Opening harmony of Utrenja Part I Mvt. IV

Opening harmony of Utrenja Part I Mvt. IV

The dense harmony is made up of 15 pitches, all in the lowest register of the ensemble. Each of these is transformed very subtly and gradually into microtonal inflections of themselves over the course of the opening bars. This slight internal movement aides the effect of the illusion of a bell timbre, as partials of a struck bell would change over time in real life. Penderecki manages to create the internal movement without allowing the individual instruments to un-fuse from the group, keeping the illusion intact.

Penderecki’s intention in this oratorio was to capture the essence of the orthodox Slavic rite of Easter Eve. In preparation for composition, he visited old monasteries in Southern Russia and South-east Poland and Bulgaria, particularly in order to find examples of the tradition that had been unadultered by modern liturgical reforms (Schwinger 1989).

Demonstration of the great bells at Rostov. Note the thickness of the bells’ walls. If you have seen Andrei Tarkovsky’s 1966 film Andrei Rublev, you have heard a recording of the largest of these Rostov bells before (in the climactic bell-casting scene at the end of the film).

Whereas Western bells have traditionally been cast with light, thin walls and then ground on a lathe to produce a very precise tuning, in the Eastern tradition this practice would be considered a travesty, as it eliminates the individual personality of the bell. As a result, these thicker, heavier Eastern bells are much more rife with microtones and are considered to be more of a percussion instrument than a melodic one. One author even compares the sound of a Russian bell to a European bell as the taste of granola is to white bread. (source)

Below you can hear and see the difference between a typical Russian bell and a typical Western European bell. Notice in the spectrogram on the left of the Rostov bell that (the very different sizes of these two bells notwithstanding), the sound is made of a great many more peak partials, and there are several loudest partials (shown in red) which are virtually the same volume. In the French bell on the right, there are fewer peak partials, and their respective volumes differ greatly, with the loudest partial sounding in the 215-258 Hz. range as shown.

Rostov Bell, spectrogram (one strike)

Rostov Bell, spectrogram (one strike)

Notre Dame de Paris bell, spectrogram

Notre Dame de Paris bell, spectrogram

In the following recording, the sound of the initial striking of the Rostov bell has been removed, leaving only the resonance. The resonance was then looped, and the final result lowered by ear to roughly the same pitch range as the opening chord of Utrenja mvt. IV. Compare the timbre of the looped bell resonance with the first few seconds of the fourth movement of Utrenja and see if you notice any similarities. (Try to listen past the sound of the trumpets, which stick out of the texture somewhat, to the background behind them.)

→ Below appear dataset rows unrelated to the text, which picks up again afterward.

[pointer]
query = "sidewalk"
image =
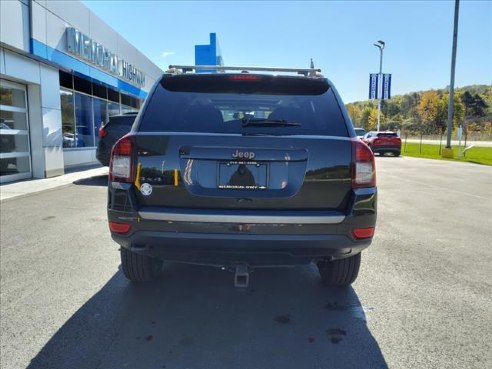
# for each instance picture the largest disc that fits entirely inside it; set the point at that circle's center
(21, 188)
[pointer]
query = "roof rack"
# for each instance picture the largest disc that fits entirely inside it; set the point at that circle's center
(308, 72)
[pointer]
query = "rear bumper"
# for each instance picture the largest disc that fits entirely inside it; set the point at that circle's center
(231, 249)
(257, 238)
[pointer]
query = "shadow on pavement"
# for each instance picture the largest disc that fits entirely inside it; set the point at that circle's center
(193, 317)
(101, 180)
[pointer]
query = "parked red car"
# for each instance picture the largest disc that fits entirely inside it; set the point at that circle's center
(383, 142)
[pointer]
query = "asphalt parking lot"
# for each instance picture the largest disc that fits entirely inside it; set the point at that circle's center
(422, 299)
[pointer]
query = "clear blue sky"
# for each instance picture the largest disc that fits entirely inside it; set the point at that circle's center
(338, 35)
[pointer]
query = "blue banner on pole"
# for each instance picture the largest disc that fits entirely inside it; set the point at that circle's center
(373, 86)
(386, 85)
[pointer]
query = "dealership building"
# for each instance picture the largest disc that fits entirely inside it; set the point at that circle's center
(63, 71)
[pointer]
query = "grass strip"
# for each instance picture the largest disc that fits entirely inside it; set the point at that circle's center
(477, 154)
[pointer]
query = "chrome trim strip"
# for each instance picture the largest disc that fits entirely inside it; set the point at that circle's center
(243, 219)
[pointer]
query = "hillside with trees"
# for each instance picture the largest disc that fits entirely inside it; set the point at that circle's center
(426, 112)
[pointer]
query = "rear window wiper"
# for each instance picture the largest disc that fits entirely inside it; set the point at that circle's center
(263, 122)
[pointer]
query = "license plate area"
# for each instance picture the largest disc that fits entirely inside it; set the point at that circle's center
(242, 175)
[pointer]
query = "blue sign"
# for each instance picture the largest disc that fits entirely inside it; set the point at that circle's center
(379, 86)
(386, 93)
(373, 86)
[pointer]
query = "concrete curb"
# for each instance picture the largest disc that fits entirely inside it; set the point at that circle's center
(17, 189)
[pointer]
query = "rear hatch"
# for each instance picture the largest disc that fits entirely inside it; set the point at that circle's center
(243, 141)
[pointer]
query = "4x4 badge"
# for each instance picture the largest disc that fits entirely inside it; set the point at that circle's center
(146, 189)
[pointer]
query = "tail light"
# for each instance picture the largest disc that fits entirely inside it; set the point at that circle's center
(102, 132)
(363, 168)
(121, 167)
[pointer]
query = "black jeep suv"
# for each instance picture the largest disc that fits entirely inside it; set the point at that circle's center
(242, 170)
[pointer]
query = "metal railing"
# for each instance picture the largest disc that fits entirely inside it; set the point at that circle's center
(308, 72)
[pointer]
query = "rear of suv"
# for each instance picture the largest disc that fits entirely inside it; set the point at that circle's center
(242, 170)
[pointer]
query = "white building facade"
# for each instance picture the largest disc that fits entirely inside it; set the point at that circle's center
(63, 72)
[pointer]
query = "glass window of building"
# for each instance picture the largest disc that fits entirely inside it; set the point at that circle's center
(15, 159)
(100, 115)
(113, 109)
(86, 107)
(68, 118)
(84, 131)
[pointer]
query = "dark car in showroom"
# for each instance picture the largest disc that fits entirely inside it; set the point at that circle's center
(239, 169)
(383, 142)
(116, 127)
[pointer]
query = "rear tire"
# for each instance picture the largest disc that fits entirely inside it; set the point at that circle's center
(139, 268)
(342, 272)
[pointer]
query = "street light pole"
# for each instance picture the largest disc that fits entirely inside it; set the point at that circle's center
(380, 44)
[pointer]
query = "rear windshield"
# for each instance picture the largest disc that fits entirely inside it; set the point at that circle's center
(244, 104)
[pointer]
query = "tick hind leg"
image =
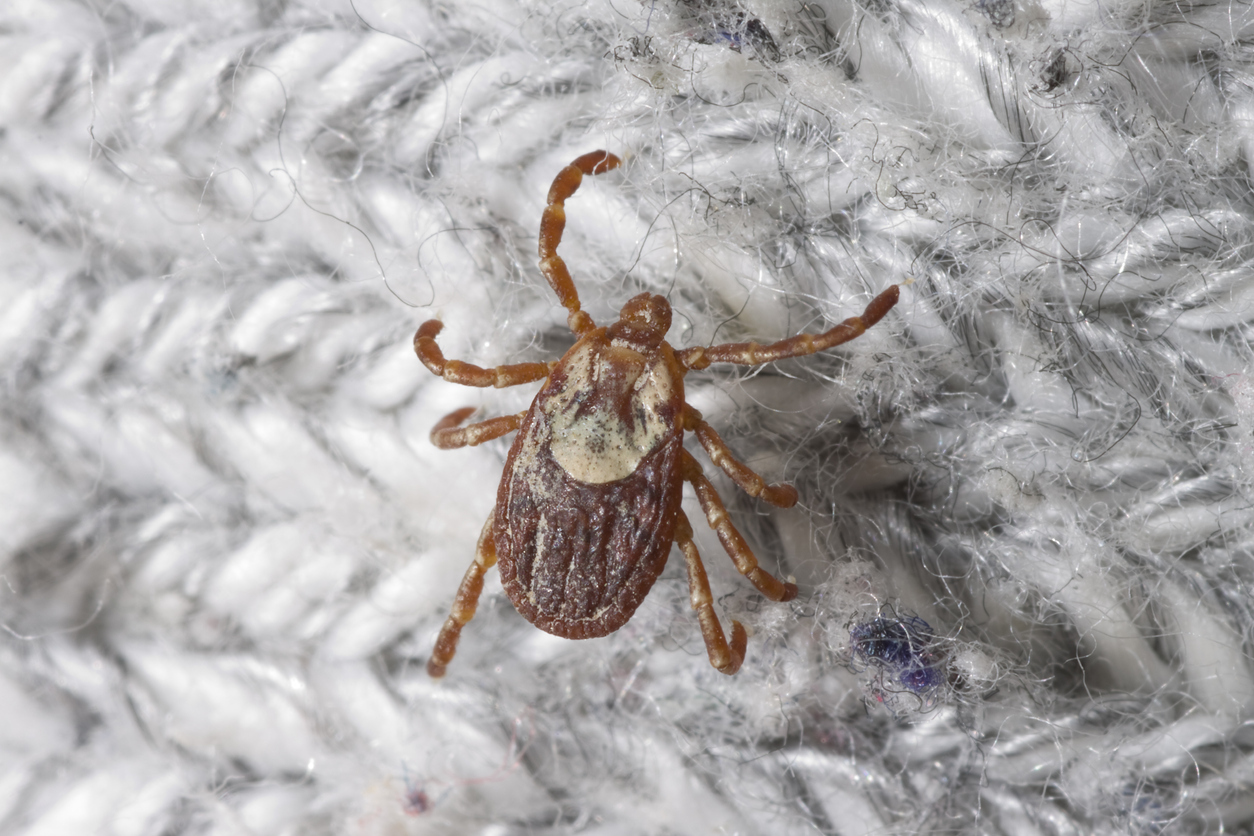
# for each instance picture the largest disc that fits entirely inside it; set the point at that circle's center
(731, 540)
(751, 354)
(465, 374)
(448, 433)
(553, 223)
(464, 604)
(740, 473)
(726, 658)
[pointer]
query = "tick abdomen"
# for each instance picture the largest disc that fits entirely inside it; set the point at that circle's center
(586, 510)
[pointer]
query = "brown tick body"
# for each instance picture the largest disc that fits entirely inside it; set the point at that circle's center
(590, 500)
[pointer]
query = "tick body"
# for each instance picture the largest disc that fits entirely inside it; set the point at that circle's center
(590, 500)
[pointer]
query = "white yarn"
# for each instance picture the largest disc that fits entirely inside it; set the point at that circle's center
(1025, 540)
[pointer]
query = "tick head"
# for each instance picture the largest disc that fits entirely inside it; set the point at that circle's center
(643, 322)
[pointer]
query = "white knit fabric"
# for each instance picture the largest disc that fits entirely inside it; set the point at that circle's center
(1026, 534)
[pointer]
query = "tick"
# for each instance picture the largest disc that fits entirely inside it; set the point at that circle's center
(588, 504)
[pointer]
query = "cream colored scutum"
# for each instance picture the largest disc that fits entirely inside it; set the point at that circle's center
(593, 444)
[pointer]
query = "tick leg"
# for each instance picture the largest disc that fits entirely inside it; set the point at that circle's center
(553, 223)
(449, 435)
(751, 354)
(748, 480)
(463, 372)
(727, 534)
(464, 604)
(725, 658)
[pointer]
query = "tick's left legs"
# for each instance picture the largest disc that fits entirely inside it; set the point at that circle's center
(730, 538)
(725, 658)
(740, 473)
(751, 354)
(464, 604)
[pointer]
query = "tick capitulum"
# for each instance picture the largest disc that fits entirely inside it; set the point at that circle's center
(588, 503)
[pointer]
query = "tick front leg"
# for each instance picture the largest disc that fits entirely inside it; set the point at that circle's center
(463, 372)
(725, 658)
(751, 354)
(464, 604)
(736, 548)
(719, 453)
(553, 223)
(449, 435)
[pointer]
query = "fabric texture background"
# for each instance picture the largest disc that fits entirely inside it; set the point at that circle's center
(1025, 542)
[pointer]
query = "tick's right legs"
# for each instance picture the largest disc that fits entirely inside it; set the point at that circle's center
(553, 223)
(464, 604)
(463, 372)
(449, 435)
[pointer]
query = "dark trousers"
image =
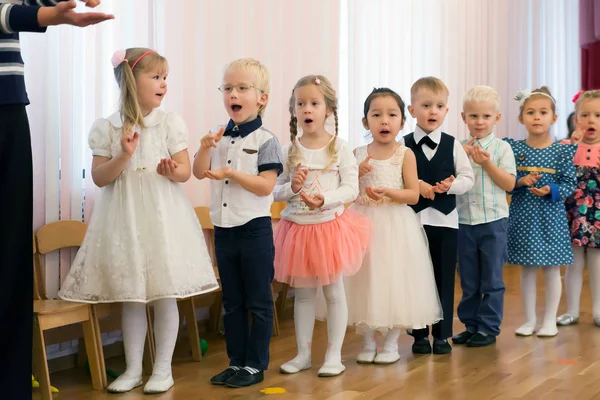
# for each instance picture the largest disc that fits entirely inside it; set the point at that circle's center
(16, 252)
(482, 252)
(245, 256)
(442, 247)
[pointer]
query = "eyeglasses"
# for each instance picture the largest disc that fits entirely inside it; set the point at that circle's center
(240, 88)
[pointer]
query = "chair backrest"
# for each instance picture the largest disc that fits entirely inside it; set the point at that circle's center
(60, 235)
(51, 237)
(203, 214)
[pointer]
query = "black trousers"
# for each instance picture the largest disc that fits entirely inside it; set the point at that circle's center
(16, 252)
(443, 248)
(245, 256)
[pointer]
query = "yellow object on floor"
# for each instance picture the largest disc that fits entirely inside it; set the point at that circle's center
(36, 384)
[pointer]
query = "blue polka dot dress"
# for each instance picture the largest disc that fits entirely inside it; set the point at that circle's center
(538, 233)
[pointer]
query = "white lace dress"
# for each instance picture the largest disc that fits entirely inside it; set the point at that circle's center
(144, 241)
(395, 286)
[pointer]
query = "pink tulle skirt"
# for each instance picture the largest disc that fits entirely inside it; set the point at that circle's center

If you continue to listen through this short movement, you will hear the bell effect return more than once. In fact, one may hear ghosted Russian bell timbres at various points throughout all of Utrenja, Part I created with various combinations of players or voices, but this fourth movement contains what is arguably the clearest example of this aural illusion.

Penderecki’s aim was to capture the essence of the orthodox Slavic rite of Easter Eve. In including these aural illusions of bells (and not just any bell, but the distinct timbre of an Eastern Orthodox cathedral bell - such an important part of the sound and history of the Eastern church tradition) - he does more to enrich the work in this underlying essence than the oratorio’s texted and melodic allusions alone.